One of the projects I would like to explore is using Python to generate/work with POV-Ray for more advanced 3D rendering than what I can get with VPython, but a good starting point is that there is an extension to VPython that can export its models to POV-Ray.

Taking the Red PIL

The Python Image Library (PIL) is more or less the standard tool for creating non-interactive graphics, but it has its place in interactive graphics as well. I often rely on it for importing and exporting images from PyGame, and it can be used off-line for creating or manipulation graphics to use in an animation or game. It is perhaps a measure of my geekiness that I often find it easier to write a program to create or manipulate some graphics than I do to figure out how to perform the same task in Photoshop or any of the other half-dozen or so graphics programs I have at hand. Lately NodeBox has been my tool of choice for these scripts, but I still use PIL a lot when I’m working in Linux.

Pygame Screenshot

The Once and Future PyGame

PyGame is a great success story for Python. There are real, polished games created with it, like SolarWolf and Pathological. It is also used for teaching (as in the LiveWires course), and in game creation contests such as Ludum Dare and PyWeek. My own experience with PyGame has been something of a love/hate relationship. On the love side, it is easy to set up, works virtually anywhere (on my tiny Nokia N800, for instance) and is quite good at moving pixels around. On the hate side, it is very low-level, and I either have to learn one (of several possible) libraries that add necessary abstractions for events, input, collisions, etc., or I have to roll my own. It feels like programming the Mac, back in the ’80s. Lately I have been trying to do some work with PyGame targetting the OLPC XO and the aforementioned N800, and have been hampered by the fact that many of the really cool extensions to PyGame rely on OpenGL, which neither of those devices have.

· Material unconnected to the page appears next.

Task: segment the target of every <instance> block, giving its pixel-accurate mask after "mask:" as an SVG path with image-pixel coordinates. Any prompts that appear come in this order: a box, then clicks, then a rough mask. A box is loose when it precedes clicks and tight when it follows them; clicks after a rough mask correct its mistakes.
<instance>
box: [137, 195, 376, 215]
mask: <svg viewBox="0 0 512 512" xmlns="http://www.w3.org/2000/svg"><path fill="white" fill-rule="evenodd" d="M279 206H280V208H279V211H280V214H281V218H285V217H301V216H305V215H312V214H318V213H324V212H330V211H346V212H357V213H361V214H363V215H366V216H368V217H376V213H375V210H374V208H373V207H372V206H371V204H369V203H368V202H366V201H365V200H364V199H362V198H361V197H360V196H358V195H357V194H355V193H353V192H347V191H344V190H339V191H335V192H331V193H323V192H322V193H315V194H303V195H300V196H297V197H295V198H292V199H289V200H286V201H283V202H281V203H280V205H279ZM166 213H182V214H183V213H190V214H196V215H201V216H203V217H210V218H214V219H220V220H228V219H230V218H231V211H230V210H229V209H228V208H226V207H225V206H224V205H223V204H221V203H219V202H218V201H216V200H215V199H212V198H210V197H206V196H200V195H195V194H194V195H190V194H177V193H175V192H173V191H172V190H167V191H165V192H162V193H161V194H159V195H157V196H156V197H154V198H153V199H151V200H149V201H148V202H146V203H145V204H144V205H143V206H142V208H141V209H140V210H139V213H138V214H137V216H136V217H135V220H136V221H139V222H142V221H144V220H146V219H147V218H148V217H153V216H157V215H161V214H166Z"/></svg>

There are other cool Python libraries for graphics: Pyglet, PyOpenGL, PyGame. I’ve written stuff for the kids with PyGame, but I think it is still too much for them to manage themselves. And I’m not cruel enough to have thrown OpenGL (which includes Pyglet) at them yet. Let them think the world is kinder than that for awhile yet.

Overall there is a lot of promise in the world of graphics for Python. There is still plenty of work to be done, too. I guess I’d better get coding.